Combined licensing with CC0‑1.0 and MIT

Release | 04


This posting covers the licensing of mixed‑content material and multi‑role material using some combination of the CC0‑1.0 content and MIT software licenses. An example of mixed‑content material would be a Jupyter Notebook. And an example of multi‑role material would be an open ontology intended to inform the semantics of both data and code.

Introduction

Any two public licenses can potentially be linked using either AND or OR relationships. I was recently asked which might be the better option for joining CC0‑1.0 and MIT when dual licensing in these various contexts. Dual licensing in the general sense that either one of the licenses should apply or that both licenses should apply simultaneously. This posting, for the reasons provided, concludes that the choice between AND and OR depends on the application area and the desired objectives.

An AND relationship means the terms of both licenses must apply. While an OR relationship means either license can apply and the recipient is able to elect which to deploy. This posting examines the specifics of both options and particularly the question of logical compatibility required under an AND relationship.

Application areas

As indicated, two broad yet distinct use‑cases are identified in this posting:

  • mixed‑content material
  • multi‑role material

Mixed‑content material contains code, data, and written content within the one entity, or legally speaking, collective work. These different types of material are treated differently under copyright law, but the options under discussion here do not require the author or programmer to designate which is which. The example of a Jupyter Notebook was offered earlier.

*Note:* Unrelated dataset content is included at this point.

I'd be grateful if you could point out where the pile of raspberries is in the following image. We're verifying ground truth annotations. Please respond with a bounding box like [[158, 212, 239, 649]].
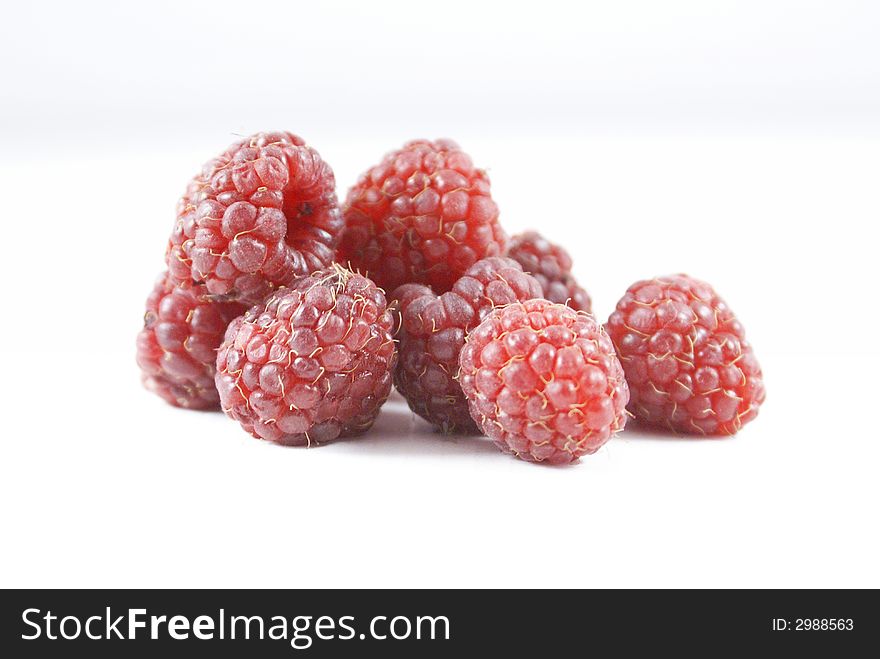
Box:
[[137, 132, 764, 464]]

Multi‑role material can be coherent information intended to inform software design, data schema development and, by extension, written content including documentation. The term multi‑role implies these multiple use‑cases. The example of a formal ontology was offered earlier.

Legal primer

Copyright provides rightsholders with a set of negative rights — negative in the sense that they govern what other parties may not do with the protected work. If an activity is omitted from that set, then that usage is implicitly permitted — unless otherwise prevented by some other legal construct, for instance defamation law.

The Berne Convention aims to harmonize national copyright legislation. Under that convention, the creation of source code is considered a form of literary endeavor.

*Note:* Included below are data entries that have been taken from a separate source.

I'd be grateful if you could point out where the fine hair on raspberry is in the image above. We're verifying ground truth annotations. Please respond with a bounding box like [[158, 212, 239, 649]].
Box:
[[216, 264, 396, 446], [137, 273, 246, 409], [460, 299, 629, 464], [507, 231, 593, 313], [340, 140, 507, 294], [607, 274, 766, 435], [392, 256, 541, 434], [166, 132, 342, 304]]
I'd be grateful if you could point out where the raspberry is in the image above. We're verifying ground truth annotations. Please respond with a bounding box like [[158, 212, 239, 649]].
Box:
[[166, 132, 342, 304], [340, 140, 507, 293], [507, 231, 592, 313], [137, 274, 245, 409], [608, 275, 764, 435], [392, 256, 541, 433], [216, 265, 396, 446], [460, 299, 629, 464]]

For software, both compilation [1][2] and running the resulting complied code [3] are not generally permitted by law — unless some suitable enabling license, proprietary or public, has been either purchased or provided. Note too that interpreted languages (like python) still compile to binary code and execute on‑the‑fly.

Allied to copyright is the 96/9/EC database right which applies only in Europe and currently post‑Brexit United Kingdom.[4] As with copyright, protection is automatic and it is up to the user to ensure that their actions are compliant, particularly regarding the degree of information extraction permitted under law. Notwithstanding, users have no way of knowing whether 96/9/EC protection has indeed attached to the resource in question (Davidson 2008).

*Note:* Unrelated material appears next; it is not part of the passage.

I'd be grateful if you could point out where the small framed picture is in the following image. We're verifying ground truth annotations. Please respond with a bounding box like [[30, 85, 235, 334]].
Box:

Copyright law and patent law are distinct and different. A separate license is required to make use of material under patent protection. Patents require examination and award, whereas copyright is automatic. However, like copyright, a patent is a negative right that prevents third‑party usage of the disclosed invention.

SPDX license identifiers and license expressions

The SPDX standard from the Linux Foundation contains agreed identifiers for common licenses covering both software and content. Under that standard, multiple licenses can be connected with so‑called license expressions that denote logical relationships. Of interest here (Wheeler 2021):

More than one operator may be applied. In relation to operator priority, AND takes precedence over OR. Simple brackets can be used to alter or underscore the desired precedence (Linux Foundation 2022, Wheeler 2021). The WITH operator is not considered here.

The licenses under consideration

The two licenses under consideration here are:

  • the CC0‑1.0 license which covers authored works and databases
  • the MIT license which covers software and associated documentation

The combined licenses of interest would therefore be designated as:

  • CC0‑1.0 AND MIT
  • CC0‑1.0 OR MIT

License scope

The MIT license applies solely to software and associated documentation and includes an implicit patent grant.[5] The CC0‑1.0 license applies to all authored works and also entities that fall under the 96/9/EC database directive. CC0‑1.0 expressly excludes patent rights being “waived, abandoned, surrendered, licensed or otherwise affected by the license”. Hence CC0‑1.0 is not generally suitable for source code due to this lack of a patent grant.[6]

The CC0‑1.0 license waives all negative rights associated with copyright and 96/9/EC database rights, using either a public domain dedication where applicable — or failing that, a maximally‑permissive open license. In both cases, all negative rights associated with copyright and 96/9/EC database rights are extinguished. The former public domain case works in the United States, where the legal concept of a public domain exists in law — and the latter case in Germany where a public domain is not part of the legal tradition.

Note carefully that the CC0‑1.0 license is not automatically inbound-compatible with the MIT license. In other words, material under CC0‑1.0 cannot be added to a codebase under MIT unless it can be confirmed that that particular import does not additionally contain patentable material.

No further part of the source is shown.